Costa Rica’s Ministry of Foreign Affairs declined to be interviewed by the Guardian to discuss Gamboa’s case. He also did not answer a series of questions, including whether any consular officials visited Gamboa while he was hospitalized in Texas.
Costa Rican immigration director Omer Badilla said his office had been notified that Gamboa would be deported to San José, but had not received any details regarding his health.
According to another document in Gamboa’s hospital medical reports, a doctor who visited Gamboa on August 2 wrote: “He does not move or react. Blinks from time to time… immobility and silence present. Patient appears to exhibit cerebral posturing.”
“Decerebration posture” typically means that the patient’s arms and legs are held rigidly straight with the head arched back and the toes pointed downward. The doctor also noted that Gamboa “went through the process of tube placement.”
A list of medications included in medical records showed Gamboa received an IV injection and more than a dozen medications on Aug. 7, about a month before he was deported to Costa Rica. He was evaluated as catatonic.
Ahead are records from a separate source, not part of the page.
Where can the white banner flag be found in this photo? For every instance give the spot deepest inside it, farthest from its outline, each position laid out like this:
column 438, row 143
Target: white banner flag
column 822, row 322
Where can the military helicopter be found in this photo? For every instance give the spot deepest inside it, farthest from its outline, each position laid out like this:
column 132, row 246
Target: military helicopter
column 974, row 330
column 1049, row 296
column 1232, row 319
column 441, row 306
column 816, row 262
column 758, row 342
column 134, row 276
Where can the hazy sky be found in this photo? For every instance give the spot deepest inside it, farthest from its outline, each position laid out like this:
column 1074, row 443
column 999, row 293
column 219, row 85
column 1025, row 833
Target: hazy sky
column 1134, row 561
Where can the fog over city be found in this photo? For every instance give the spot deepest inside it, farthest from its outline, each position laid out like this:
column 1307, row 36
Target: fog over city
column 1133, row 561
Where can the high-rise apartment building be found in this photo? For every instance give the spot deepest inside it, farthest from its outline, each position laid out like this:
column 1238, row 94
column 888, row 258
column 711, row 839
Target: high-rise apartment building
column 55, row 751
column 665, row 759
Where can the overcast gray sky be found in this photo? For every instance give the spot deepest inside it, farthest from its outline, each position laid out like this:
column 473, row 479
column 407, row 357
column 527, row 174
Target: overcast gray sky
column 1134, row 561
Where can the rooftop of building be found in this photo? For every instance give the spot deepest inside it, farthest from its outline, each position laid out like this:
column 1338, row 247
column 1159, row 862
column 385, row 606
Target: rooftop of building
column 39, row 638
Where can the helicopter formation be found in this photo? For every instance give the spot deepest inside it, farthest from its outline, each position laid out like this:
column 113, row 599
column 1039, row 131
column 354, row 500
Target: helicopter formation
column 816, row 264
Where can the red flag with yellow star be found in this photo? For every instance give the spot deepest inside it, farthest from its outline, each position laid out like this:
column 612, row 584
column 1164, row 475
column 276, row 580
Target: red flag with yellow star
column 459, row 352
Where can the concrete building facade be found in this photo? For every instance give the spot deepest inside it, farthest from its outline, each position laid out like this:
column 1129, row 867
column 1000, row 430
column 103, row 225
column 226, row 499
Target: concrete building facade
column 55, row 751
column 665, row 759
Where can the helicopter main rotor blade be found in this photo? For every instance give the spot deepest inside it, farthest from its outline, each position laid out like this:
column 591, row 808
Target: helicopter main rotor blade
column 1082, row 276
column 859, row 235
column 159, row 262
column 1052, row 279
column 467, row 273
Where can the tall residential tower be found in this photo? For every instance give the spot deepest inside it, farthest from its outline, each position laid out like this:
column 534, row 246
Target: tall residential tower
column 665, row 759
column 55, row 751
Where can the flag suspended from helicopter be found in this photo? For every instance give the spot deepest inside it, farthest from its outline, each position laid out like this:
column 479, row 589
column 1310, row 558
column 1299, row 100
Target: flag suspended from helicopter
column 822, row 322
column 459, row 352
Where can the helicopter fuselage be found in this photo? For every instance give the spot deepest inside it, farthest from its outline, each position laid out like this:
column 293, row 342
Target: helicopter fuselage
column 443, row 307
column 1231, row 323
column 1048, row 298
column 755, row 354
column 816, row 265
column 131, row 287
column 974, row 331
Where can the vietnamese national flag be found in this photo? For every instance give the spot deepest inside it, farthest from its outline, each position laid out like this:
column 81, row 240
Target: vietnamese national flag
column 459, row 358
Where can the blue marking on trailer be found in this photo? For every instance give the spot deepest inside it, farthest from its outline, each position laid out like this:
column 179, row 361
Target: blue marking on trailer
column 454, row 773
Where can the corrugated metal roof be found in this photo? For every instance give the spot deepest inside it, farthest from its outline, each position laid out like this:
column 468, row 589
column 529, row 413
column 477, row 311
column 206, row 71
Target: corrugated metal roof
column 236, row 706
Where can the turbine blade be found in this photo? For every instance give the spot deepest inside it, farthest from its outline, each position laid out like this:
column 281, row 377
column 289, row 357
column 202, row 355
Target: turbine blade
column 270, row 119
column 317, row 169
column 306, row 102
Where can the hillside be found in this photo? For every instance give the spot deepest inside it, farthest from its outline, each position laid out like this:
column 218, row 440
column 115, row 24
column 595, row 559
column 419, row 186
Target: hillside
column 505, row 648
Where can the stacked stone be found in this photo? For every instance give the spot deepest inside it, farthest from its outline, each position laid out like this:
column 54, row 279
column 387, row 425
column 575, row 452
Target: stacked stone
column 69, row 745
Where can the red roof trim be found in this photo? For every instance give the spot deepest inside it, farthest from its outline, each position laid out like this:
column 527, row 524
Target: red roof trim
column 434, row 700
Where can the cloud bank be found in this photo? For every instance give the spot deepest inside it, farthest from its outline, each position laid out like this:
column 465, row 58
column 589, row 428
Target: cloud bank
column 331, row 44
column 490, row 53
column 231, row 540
“Sometimes it all seems like a horror story or a lie,” said Mata, who prepared to celebrate Christmas while mourning the death of her brother.
Gamboa said there was an initial spark of optimism when he arrived home. “It was nice to see him again and touch him because it gave us hope that he could get better,” she said. “But the doctors never said that… and then we realized that the condition he was in was irreversible.”